嵐のため、ブリタニックは19日午後までナポリに滞在していた。天候が回復した隙にブリタニックは出航したが、出航後すぐに再び海は荒れ始めた。だが翌朝には嵐は収まり、ブリタニックは何の問題もなくメッシーナ海峡を通過した。11月21日の早い時間にマタパン岬を回り、朝にはブリタニックはケア島スニオン岬の間のケア海峡に入った。8時12分、ブリタニックは船首部に触雷して損傷した。船長チャールズ・バートレットはすぐさま防水扉を閉じるよう命じた。船首の4つの区画は急速に浸水した。6区画あるボイラー室も前側の第5第6ボイラー室に浸水が生じた。ブリタニックは右側に傾斜し、船首は浸水のために沈下した。最初の避難ボードの降下作業が始まったときには、すでに船尾が持ち上がりつつあり、スクリューの羽が海面に露出しつつあった。エンジンを完全に停止せずに救命ボートを海面に降ろしてしまったため、左舷から降ろした最初の2隻のボートはスクリューに巻き込まれて破壊された。
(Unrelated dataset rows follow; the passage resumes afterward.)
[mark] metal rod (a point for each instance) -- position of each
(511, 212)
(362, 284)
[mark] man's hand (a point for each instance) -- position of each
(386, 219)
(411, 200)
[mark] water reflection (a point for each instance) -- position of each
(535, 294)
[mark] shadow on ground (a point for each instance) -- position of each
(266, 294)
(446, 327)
3隻目のボートがスクリューに巻き込まれる直前でスクリューが停止した。その後、スクリューを完全に停止させて避難活動が継続された。右側への傾斜が強くなったために、左側の救命ボートを使用するには支障が生じた。乗員の大部分が避難したのちに、艦長は一部の乗員を残してエンジンを再起動しケア島にブリタニックを座礁させて沈没を回避しようと試みた。しかしケア島に到着する前に船首部が海没してしまい、ブリッジのすぐ下まで海面が迫ったために、残った乗員も退避した。ブリタニックは右に傾きながら船首を下にして沈没していったが、現場の水深は浅かったために、船体がすべて海没する前に船首部が海底に接触した。このためブリタニックの船首は海底に押し付けられて破断し、船体は右側を下にして海底に横たわった。
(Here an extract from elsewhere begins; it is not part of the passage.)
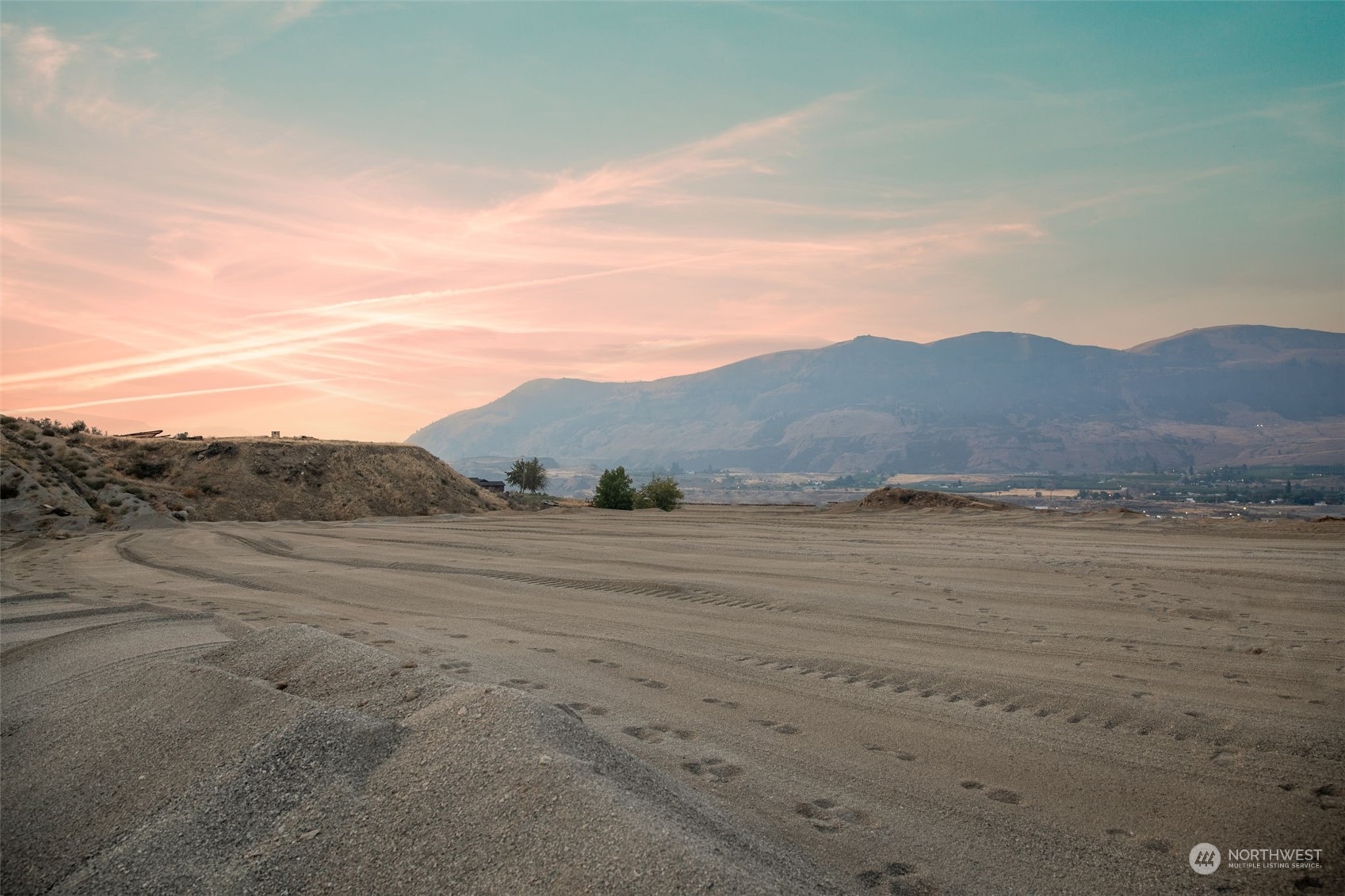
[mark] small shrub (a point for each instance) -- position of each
(661, 491)
(615, 490)
(148, 468)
死者の21名の大半は、船尾が持ち上がり始めた際にスクリューに巻き込まれた2隻のボートに乗っていた人員であった。この2隻のボートの唯一の生存者は、タイタニックで女性客室係を務めていたヴァイオレット・ジェソップだった。彼女はボートの下に潜ったため、頭蓋骨折の重傷を負いながらも生き延びることができたのだった(このとき彼女は救急看護隊看護婦の制服を着ていた)。他の救命ボートに乗った人達はほとんど救助されている。

海底調査編集

ブリタニックは海底に横倒しになって沈没している。船長のバートレットは、沈没の原因はUボート魚雷によると考えていたが、第一次世界大戦後の英海軍の調査では結論がでなかった。ドイツ側に該当する攻撃記録はなかったが、U-73の艦長グスタフ・ジースはブリタニックが触雷する3週間前に12個の機雷をケア海峡に敷設したと戦後証言している。さらに沈没地点の南の海底域に、機雷の基部と思われる物体や本体の破片がソナーで確認された(敷設海域がドイツ側の記録と一致した)ことから、魚雷ではなく機雷によって沈没したと解明された。

1996年にケア海峡で本格的な探査が行われた。船首ウエルデッキ右側に非常に大きな破壊孔が発見されている。120メートルの海底に沈む船体内部に入り、機関室とボイラー室を調査した結果、閉じられるべき防水扉が数箇所解放状態のまま発見された。敵潜水艦が出没する海域では扉を全て閉じることになっていたが、それでは業務上不便極まりないので、浸水した時扉の横にある手動レバーで閉じられるという理由から解放状態にされていたと思われる。規則により全て閉じられていたはずの舷窓が多数開いていたことも分かった。ブリタニックは元々北大西洋航路用の船であり、冷房はなかった。暑い地中海航路では、ボイラー室の真上にある海面に程近いEデッキでは相当蒸し暑かったに違いなく、そのために規則違反でありながら、多数の窓を開かれていたと推定され、これらの不始末はブリタニックの沈没を早めたと想像される。また、沈没の原因として石炭庫で粉塵爆発があったとも言われていたが、船体にその痕跡は認められなかった。